O segundo estudo (NCT03672175) adotou o mesmo desenho experimental, mas com um grupo maior de mulheres (n=581) e avaliação de uma dose menor da droga (20 mg). Novamente, o efeito antidepressivo e ansiolítico do fármaco foi evidenciado ao longo dos 14 dias de tratamento. Nesse estudo, ficou claro que apenas a dose maior (30 mg) é eficaz. Ainda, com o grupo experimental maior, a maioria dos efeitos ficaram restritos ao período de tratamento, sem efeitos prolongados, contrariando os achados anteriores.

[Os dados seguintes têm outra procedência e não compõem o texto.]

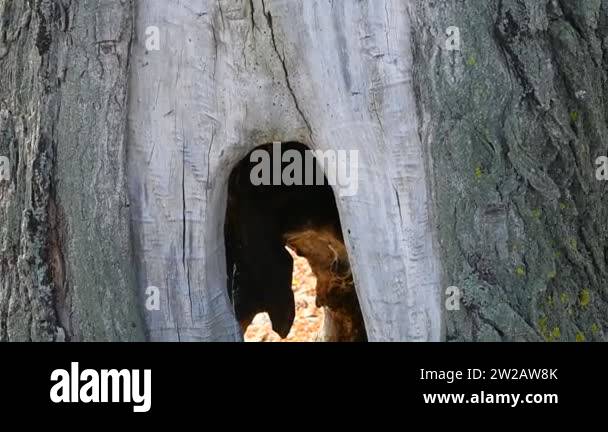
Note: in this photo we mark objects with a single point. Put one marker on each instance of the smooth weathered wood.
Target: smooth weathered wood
(232, 75)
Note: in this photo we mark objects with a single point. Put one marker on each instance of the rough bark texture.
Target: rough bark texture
(510, 127)
(66, 269)
(515, 122)
(233, 75)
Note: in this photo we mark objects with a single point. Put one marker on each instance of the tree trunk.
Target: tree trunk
(476, 167)
(515, 121)
(67, 269)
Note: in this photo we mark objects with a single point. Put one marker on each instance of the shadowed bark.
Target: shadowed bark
(515, 121)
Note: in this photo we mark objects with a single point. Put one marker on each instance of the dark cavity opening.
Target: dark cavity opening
(261, 220)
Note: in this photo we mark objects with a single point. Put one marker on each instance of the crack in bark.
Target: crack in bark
(268, 16)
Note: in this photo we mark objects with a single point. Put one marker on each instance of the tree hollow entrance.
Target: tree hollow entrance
(267, 212)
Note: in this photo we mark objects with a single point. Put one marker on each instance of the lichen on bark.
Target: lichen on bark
(514, 122)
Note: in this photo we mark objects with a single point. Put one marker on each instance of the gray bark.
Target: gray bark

Contudo, o efeito ansiolítico foi mantido por mais de 100 dias após o tratamento em pacientes com sintomas ansiosos mais severos. Os efeitos indesejados mais comuns foram fadiga, tontura e dores de cabeça, com incidência baixa.
E agora?
Às vésperas da aprovação pelo FDA, um novo estudo foi publicado. Nesse teste (n=196), sintomas de depressão foram avaliados ao longo de 14 dias de tratamento com uma dose maior de zuranolona (50 mg) ou placebo. Uma redução na severidade dos sintomas depressivos foi demonstrada nos dias 3 (durante o tratamento), 15, 28 e 45 (após o tratamento). Uma impressão que fica, ao analisar os resultados recentes, é de que os primeiros estudos superestimaram a eficácia do fármaco. Os efeitos são muito mais “humildes” no estudo atual.
Agora, com o registro do medicamento e uso amplo pela população, estudos de “mundo real” (fase 4) devem elucidar a efetividade do tratamento em populações maiores e heterogêneas. A aprovação dessa substância traz otimismo para o desenvolvimento de novos antidepressivos, com mecanismos inovadores que possam quebrar o ciclo ações farmacológicas tradicionalmente (e exaustivamente) exploradas nessa categoria de fármacos. Além disso, a novidade direciona o tratamento farmacológico de sintomas historicamente subestimados, seja por se tratar de de sofrimento emocional em geral, no caso da depressão, mas principalmente direcionado às mulheres.